Making Soundtracks

(The following is taken from a blog post I made in December 2009, responding to a comment asking how I made playlists and soundtracks for writing.)

At this point I’ve become a bit more systematic about it, so here, in case it’s useful to anyone else, is my system.

Step 1, way back in the day, was rating all of my music. This was, to be honest, a giant pain; I had about 6,000 songs when I set to work, and it took a while to get through them all. I’m very glad I did it, though, and even more glad I didn’t wait any longer to do it.

Then, if I recall correctly, I went through everything rated three stars and higher and created a bunch of mood-related playlists: bright, creepy, romantic, triumphant, etc. I mention this becuase maybe it would be useful to someone else, but the truth is that I’ve only rarely made use of those lists. Slightly more useful to me have been the “style” and “regional” lists; I’ve got one for all my Asian-sounding music, for example, and one for stuff with lots of drumming in it, etc.

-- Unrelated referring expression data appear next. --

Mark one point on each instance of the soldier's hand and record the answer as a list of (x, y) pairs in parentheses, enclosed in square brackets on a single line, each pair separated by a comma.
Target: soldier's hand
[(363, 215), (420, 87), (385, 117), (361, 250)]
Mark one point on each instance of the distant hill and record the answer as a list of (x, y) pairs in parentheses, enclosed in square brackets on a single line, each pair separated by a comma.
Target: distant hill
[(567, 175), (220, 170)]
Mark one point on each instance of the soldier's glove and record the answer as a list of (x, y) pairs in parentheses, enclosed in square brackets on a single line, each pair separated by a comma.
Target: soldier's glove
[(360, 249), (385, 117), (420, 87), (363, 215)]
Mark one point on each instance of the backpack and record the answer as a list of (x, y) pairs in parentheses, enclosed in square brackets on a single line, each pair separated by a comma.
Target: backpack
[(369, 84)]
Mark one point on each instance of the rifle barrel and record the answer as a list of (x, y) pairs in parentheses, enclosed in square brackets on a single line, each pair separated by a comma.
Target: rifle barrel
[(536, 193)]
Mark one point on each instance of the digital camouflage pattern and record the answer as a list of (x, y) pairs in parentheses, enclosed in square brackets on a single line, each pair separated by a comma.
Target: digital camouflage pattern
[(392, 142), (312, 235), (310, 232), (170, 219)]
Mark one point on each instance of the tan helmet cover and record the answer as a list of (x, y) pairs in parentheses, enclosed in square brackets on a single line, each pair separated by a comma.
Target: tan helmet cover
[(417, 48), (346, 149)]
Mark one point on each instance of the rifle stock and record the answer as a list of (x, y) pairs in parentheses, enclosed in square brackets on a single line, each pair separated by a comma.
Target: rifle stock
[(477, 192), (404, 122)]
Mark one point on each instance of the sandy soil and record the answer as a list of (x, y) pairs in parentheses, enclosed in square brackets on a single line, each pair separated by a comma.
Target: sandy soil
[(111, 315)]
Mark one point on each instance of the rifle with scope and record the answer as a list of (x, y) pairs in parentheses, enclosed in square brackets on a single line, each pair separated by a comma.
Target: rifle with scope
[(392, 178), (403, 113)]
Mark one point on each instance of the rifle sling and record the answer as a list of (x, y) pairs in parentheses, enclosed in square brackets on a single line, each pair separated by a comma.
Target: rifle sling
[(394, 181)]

When I’m making playlists for a book, though, what generally happens is I go through my list of albums and dump suitable material into a “reserve” playlist. I did this first for Memento, the game I ran, and it proved to be a godsend, so I’ve kept the habit since. Usually there’s some criterion guiding the formation of the reserve; in the case of Midnight, for example, I was looking for dark-sounding orchestral music. I didn’t want anything too modern, because of the period, and (with a few exceptions) I didn’t want words. Whenever I get around to writing The Changing Sea, it’ll be ocean-related music: the Pirates of the Carribean soundtracks, Master and Commander, sea chanties, whatever.

The reason for this is that I need some limitation. I’m up to over ten thousand songs now, and if I don’t find some way to narrow my field of selection, I’m doomed. Once I have my reserve, though (which is usually hundreds of songs all on its own), I sort them into playlists to actually listen to while writing. In the case of an Onyx Court book, there’s usually one for the faerie court (dark and atmospheric), one for the mortal world (whatever was current at the time), one for romance and sad things (the fact that I combine those two might be a telling point), one for battles, etc. And then I put those things on shuffle while I write, picking whichever list suits my immediate purpose best. This means I get variety within the parameters of that night’s scene, which is generally useful when you’re going to be listening to this stuff for months on end.

When it comes time to actually make a soundtrack, I figure out what characters and events I want to assign songs to, and then I make a whole bunch of playlists, one for each track. That way I can go through the reserve and toss possibilities into the relevant lists. Sometimes I work from the mood lists instead (Baroque music for some things in Star, for example), but more often I just cull through the reserve, since usually I’m doing batch jobs, looking for a bunch of things at once. Mind you, sometimes I just pick a song without any searching; it’ll come up on shuffle at some point and I just know I want to use it. But not everything works out that way.

Here’s the interesting thing about the process. Some authors, as a revision tool, outline their book after they’ve written it; that helps them figure out just what they’re doing with their story. This? Is my equivalent. Deciding what deserves to have a song, I’ve realized, is a form of outlining, and then the actual selection of music forces me to think about what exactly I’m trying to convey. This is somewhat true of the character-related selections, but especially true of the ones that soundtrack specific events; I use a lot of film scores, which means I’m listening to various pieces trying to find the one that really matches the arc of that scene. No, I want something that sounds creepier at the beginning, and then builds in a slow crescendo rather than going loud really suddenly, and then it needs to cut off right after the climax, without a long denoument — I learn a lot about my story by going through this process. And sometimes, yes, I’ll listen to a piece and decide that while it doesn’t match the scene I have, maybe the scene would be better off if it were more like the music. Mostly the soundtrack gets matched to the story, but not always.